I was seriously concerned. I kept asking myself, “What did I learn watching my childhood TV shows?” This thought flooded my mind as I kept watched those goofy looking puppets bounce along the screen during the pilot episode of Fraggle Rock. It was supposed to be a show about world peace. That’s what the DVD box stated, at least. I’m not sure if that was what anyone got from it though.
It appeared that the show taught me only to eat construction pilings and to swing from vines from one cave to the next with no consequences whatsoever when you crashed against the far wall of the cave other than a nasty case of being cross-eyed.
Oh, that, and to always take advice from a singing trash heap.
Add to that, I grew up on cartoons like G.I. Joe, Voltron, Thundercats, He-Man and that strange show Mighty Morphin’ Power Rangers (I always was the red one when my friends and I played Power Rangers on the playground) — shows that basically coupled fantasy-like battles with teamwork (and sadly, overly-tight clothing).
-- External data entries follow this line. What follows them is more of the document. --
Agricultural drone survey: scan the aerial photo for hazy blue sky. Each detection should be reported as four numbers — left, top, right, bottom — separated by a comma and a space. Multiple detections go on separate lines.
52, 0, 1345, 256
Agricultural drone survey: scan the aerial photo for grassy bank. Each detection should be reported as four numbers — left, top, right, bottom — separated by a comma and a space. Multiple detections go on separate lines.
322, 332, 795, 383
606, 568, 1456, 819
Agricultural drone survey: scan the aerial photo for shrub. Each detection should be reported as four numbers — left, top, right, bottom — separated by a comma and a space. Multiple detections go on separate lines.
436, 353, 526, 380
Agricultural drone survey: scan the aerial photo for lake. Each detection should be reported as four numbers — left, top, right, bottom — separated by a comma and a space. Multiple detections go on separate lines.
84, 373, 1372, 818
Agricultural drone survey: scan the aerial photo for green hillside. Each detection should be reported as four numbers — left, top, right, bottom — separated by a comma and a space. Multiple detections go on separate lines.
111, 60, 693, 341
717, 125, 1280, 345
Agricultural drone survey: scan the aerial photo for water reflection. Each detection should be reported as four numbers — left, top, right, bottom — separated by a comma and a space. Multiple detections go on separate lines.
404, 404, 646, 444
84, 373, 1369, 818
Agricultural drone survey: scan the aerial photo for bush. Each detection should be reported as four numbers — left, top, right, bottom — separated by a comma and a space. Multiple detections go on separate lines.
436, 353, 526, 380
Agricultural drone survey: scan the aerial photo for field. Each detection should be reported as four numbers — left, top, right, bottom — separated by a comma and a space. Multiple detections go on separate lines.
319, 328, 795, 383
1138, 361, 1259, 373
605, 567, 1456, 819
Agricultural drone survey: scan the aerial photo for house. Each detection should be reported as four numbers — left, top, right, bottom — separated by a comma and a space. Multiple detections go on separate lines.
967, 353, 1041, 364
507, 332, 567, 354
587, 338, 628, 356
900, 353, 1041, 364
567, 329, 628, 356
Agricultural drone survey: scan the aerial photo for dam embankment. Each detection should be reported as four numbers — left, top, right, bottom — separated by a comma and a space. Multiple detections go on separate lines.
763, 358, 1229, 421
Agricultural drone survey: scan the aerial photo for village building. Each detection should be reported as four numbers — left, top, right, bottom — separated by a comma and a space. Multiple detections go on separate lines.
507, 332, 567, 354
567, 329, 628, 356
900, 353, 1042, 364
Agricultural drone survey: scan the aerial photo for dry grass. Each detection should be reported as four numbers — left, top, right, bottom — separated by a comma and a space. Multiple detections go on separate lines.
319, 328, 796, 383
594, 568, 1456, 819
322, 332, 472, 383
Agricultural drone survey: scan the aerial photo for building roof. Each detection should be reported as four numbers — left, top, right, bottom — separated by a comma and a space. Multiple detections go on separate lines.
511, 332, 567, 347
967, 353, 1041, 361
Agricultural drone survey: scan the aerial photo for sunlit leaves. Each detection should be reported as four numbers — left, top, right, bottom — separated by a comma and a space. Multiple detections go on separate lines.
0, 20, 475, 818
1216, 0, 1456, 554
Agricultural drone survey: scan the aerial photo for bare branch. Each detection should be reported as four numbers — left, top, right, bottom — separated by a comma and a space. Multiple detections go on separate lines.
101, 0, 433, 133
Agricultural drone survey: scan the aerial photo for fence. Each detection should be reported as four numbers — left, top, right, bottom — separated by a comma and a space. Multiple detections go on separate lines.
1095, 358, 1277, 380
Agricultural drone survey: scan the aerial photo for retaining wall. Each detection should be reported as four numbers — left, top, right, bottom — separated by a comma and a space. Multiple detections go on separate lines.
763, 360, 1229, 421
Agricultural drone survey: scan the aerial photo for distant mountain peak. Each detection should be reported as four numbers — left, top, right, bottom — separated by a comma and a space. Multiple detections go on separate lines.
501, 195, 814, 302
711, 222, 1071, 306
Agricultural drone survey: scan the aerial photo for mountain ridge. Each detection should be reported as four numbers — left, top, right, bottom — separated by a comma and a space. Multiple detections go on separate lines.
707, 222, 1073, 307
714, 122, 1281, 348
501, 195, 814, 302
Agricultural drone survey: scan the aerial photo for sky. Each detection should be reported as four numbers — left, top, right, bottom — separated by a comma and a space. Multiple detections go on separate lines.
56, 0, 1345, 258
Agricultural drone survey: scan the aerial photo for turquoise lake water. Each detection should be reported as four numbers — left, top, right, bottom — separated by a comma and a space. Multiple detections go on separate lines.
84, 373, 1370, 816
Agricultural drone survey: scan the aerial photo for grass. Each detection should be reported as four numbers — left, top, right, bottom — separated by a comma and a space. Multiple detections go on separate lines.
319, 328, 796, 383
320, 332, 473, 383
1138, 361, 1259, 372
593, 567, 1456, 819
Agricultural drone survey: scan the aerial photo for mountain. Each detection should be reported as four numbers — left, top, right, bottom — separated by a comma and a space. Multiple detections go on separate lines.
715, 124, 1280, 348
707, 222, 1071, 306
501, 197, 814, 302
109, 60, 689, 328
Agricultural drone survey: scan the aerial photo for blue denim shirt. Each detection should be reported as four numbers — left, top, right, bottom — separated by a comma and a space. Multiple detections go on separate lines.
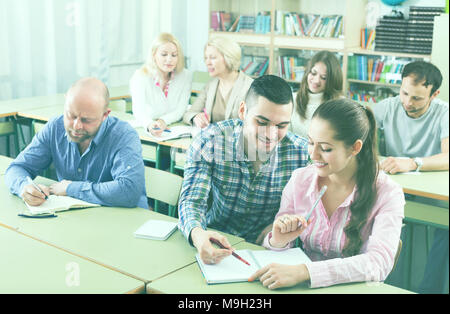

At least there were those public service announcements at the end of G.I. Joe episodes telling kids not to play next to downed power lines and don’t drink poison that taught me something useful or those hours in front of the TV as a child may have been a complete waste.
Granted not all the cartoons growing up were as strange as this. There were truly educational shows like Sesame Street that went a long way to teaching us about our ABCs, numbers and crabby people only live in garbage cans.
The cartoons helped keep us innocent as children as well. They shielded us from the troubles our parents were going through, like Cold War fears, tough economic times and those 1980 trends that would have seriously stunted our mental growth.
However, I always thought I got more from all those hours of TV cartoons than just a good laugh and getting the Fraggle Rock theme song stuck in my head. After watching the show again 20 years later, I’ve come to the conclusion that maybe I’m wrong.
Then again, I did make it out of the 1980s with only good memories and few mental scars. So maybe the shows did their job after all.
Now if I could only get the Fraggle Rock theme song from getting stuck in my head again.
“Dance your cares away/Worries for another day/Let the music play/Down on Fraggle Rock.”